In the mid-1980s, left-wing labor union-aligned economic policy advocates sought to counter the growing influence of free-market-based policy in the Reagan Administration. By 1986, a group of left-wing economists led by Jeff Faux of the National Center for Economic Alternatives had founded the Economic Policy Institute as a think tank to advance an agenda closely aligned with that of the international labor unions.
EPI’s founders are major players in left-Democratic economic thinking and labor policy making. Jimmy Carter’s Secretary of Labor, Ray Marshall; future Secretary of Labor under Bill Clinton Robert Reich; American Prospect co-editor Robert Kuttner; and university professors Barry Bluestone and Lester Thurow were all part of EPI’s founding.
Since that time, EPI has been a reliable mill for labor union, Democratic Party, and left-wing talking points on fiscal and economic issues. EPI has promoted the idea that public employees are underpaid, that international trade kills employment, and that minimum wage increases will not lead to job loss.

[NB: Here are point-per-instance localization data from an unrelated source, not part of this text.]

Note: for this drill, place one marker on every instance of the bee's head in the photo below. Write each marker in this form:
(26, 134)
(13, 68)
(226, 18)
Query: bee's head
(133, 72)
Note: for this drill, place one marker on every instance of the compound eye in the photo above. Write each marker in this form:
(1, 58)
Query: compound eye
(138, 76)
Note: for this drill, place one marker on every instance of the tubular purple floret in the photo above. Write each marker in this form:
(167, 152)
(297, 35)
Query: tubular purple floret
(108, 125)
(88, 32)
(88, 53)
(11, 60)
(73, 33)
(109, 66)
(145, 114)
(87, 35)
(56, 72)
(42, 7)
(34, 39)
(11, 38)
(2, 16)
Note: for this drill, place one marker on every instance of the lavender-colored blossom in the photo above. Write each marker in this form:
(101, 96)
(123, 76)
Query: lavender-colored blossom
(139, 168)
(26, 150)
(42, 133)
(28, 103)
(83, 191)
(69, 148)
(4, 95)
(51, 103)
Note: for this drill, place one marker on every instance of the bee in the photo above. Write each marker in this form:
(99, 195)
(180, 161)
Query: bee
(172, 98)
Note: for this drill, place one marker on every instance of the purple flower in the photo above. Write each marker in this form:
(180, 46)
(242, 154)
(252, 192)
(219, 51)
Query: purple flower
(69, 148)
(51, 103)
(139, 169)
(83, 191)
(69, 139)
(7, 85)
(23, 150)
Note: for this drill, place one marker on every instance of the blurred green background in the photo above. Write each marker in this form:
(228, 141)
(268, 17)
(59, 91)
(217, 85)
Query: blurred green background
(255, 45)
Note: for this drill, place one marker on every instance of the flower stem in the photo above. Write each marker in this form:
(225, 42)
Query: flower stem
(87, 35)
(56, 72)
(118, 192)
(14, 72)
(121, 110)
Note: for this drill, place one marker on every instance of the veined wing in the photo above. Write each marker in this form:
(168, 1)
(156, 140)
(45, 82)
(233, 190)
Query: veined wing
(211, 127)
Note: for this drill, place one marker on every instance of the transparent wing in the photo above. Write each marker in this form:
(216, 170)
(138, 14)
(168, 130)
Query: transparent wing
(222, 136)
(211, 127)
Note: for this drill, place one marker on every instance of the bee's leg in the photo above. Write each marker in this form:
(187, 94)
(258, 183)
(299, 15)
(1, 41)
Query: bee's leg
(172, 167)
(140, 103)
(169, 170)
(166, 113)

Ties to Radical Economists
In support of its heterodox positions on the minimum wage, the Economic Policy Institute frequently circulates letters signed by large numbers of economists that support EPI’s positions. However, upon further inspection, the economists supporting EPI’s views often come from far outside the economic mainstream.

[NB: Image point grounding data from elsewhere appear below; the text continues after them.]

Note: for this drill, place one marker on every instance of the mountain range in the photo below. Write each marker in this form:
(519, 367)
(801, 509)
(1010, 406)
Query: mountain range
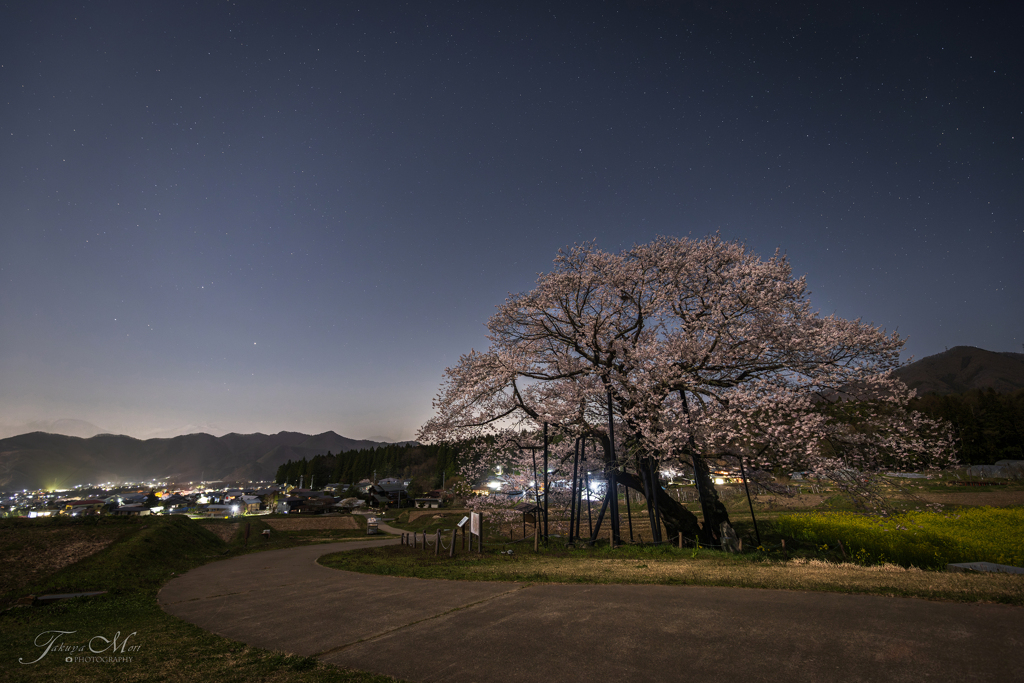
(41, 460)
(963, 369)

The free-market Employment Policies Institute examined one such batch of letter signers and identified numerous outside-the-mainstream signatories. In addition to the usual cast of labor-union-aligned researchers, the letter was signed by at least 40 academics aligned with Marxism or other openly socialist economics doctrines. One of the signers, Paul Zarembka, edited a volume of “9/11 Truth” conspiracy literature.
The Economic Policy Institute releases some information on its funding. According to EPI, it received 79 percent of its funding from 2013-2016 from foundations and labor unions.
In 2014, foundation contributors to EPI included George Soros’s Foundation to Promote Open Society, the Ford Foundation, the Bauman Family Foundation, the Arca Foundation, the Nick and Leslie Hanauer Foundation, the Stephen M. Silberstein Foundation, the Peter G. Peterson Foundation, the W.K. Kellogg Foundation, the Energy Foundation, and the Public Welfare Foundation. EPI also received $525,000 from donor-advised funds, which can be used to anonymize the source of funding to groups.
Labor unions provided over $1.6 million to EPI in their 2015 fiscal years. The top union funders include the American Federation of Teachers; National Education Association; American Federation of State, County, and Municipal Employees (AFSCME); Service Employees International Union (SEIU); the AFL-CIO; the United Auto Workers National Capital Council; and the United Steelworkers, which each provided at least $100,000 to EPI.
The Economic Policy Institute is reportedly related to a 501(c)(4) organization, the EPI Policy Center. EPI is also associated with the Economic Analysis and Research Network, an alliance of over 60 liberal think tanks and state-level policy organizations.